Step2: Phasing the GWAS samples
Once you GWAS dataset correctly aligned to the reference panel, we strongly recommend to phase each chromosome in a single run instead of making chunks. It makes the procedure much easier and increase downstream imputation quality.

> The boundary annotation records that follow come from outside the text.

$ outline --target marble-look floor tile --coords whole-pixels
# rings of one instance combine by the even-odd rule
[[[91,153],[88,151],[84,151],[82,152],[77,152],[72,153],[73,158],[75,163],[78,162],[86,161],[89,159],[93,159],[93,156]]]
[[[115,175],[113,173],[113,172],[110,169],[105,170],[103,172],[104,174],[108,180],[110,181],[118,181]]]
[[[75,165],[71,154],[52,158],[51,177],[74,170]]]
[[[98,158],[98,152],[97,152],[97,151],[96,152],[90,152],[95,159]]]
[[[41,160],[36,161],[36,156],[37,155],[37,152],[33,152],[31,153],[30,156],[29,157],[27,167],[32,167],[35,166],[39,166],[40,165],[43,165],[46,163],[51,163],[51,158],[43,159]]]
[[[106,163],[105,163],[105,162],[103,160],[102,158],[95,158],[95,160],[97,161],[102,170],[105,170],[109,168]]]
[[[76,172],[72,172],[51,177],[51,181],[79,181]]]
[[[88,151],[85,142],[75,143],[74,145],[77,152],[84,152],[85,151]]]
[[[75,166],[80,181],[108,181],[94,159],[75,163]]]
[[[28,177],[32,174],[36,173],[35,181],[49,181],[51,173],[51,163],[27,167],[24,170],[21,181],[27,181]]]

wget http://mathgen.stats.ox.ac.uk/genetics_software/shapeit/old_versions/shapeit.v2.r790.Ubuntu_12.04.4.static.tar.gz # download shapeit2 executable file
wget https://mathgen.stats.ox.ac.uk/impute/1000GP_Phase3.tgz # download reference haplotypes, genetic maps files are also included
wget https://mathgen.stats.ox.ac.uk/impute/1000GP_Phase3_chrX.tgz # download reference haplotypes
You can write a small BASH script to run the phasing.
!/usr/bin/env bash
PLINK="/path/to/plink2"
SHAPEIT="path/to/shapeit2"
for i in {1..22}
do
mkdir chr$i
$PLINK --bfile path/to/all_chrs --chr $i --make-bed --out ./chr$i/unphased_chr$i
$SHAPEIT -B ./chr${i}/unphased_chr${i} -M ./references/genetic_map_chr${i}_combined_b37.txt -O ./chr${i}/phased_chr${i} -T 10
echo "phased_chr$i generated!"
done
Notes on clusters
Suppose that you want to prephase your GWAS on a cluster where each node has X CPU cores. In this case, the approach we recommend is:
- To reserve a complete cluster node for each SHAPEIT job
- To run each SHAPEIT job with X threads to fully load the CPU-cores of a node
Step3: Imputation of the GWAS samples
Once SHAPEIT has produced haplotype estimates, you can use IMPUTE2 to impute untyped genotypes using the latest release of the 1000 Genomes haplotypes.
download impute2
wget https://mathgen.stats.ox.ac.uk/impute/impute_v2.3.2_x86_64_static.tgz # download impute2 executable file
Example
impute2 -use_prephased_g -Ne 20000 -iter 30 -align_by_maf_g -os 0 1 2 3 -seed 1000000 -o_gz -int 1 5000001 -h 1000GP_Phase3_chr22.hap.gz -l 1000GP_Phase3_chr22.legend.gz -m genetic_map_chr22_combined_b37.txt -known_haps_g phased_chr22.haps -o chr22.chunk1 # chr22.chunk1.gz generated
impute2 -use_prephased_g -Ne 20000 -iter 30 -align_by_maf_g -os 0 1 2 3 -seed 1000000 -o_gz -int 5000001 10000001 -h 1000GP_Phase3_chr22.hap.gz -l 1000GP_Phase3_chr22.legend.gz -m genetic_map_chr22_combined_b37.txt -known_haps_g phased_chr22.haps -o chr22.chunk2 # chr22.chunk2.gz generated
Several comments on the previous command line:
- Prephased GWAS haplotypes are specified using -known_haps_g
- The flag -use_prephased_g is used to set IMPUTE2 in the prephasing mode
- The option -int 5000001 10000001 is used to specify the region to be imputed. Combine all the chunks
cat chr22.chunk1.gz chr22.chunk2.gz chr22.chunk3.gz > chr22_chunkAll.gen.gz
X chromosome prephasing and imputation
Step 1: Prephasing using SHAPEIT
shapeit -B chrX.unphased -M chrX.gmap.gz -O chrX.phased --chrX
Step 2: Imputation using IMPUTE2
impute2 -chrX -use_prephased_g -known_haps_g chrX.phased.haps -sample_known_haps_g chrX.phased.sample -h chrX.reference.hap.gz -l chrX.reference.legend.gz -m chrX.gmap.gz -o chrX.imputed -int 10e6 11e6
Two comments:
- You must use the -chrX flag for IMPUTE2 to proceed with X chromosome imputation
- You must give the SAMPLE file generated by SHAPEIT to IMPUTE2. This SAMPLE has a sex column that gives the gender of the GWAS individuals.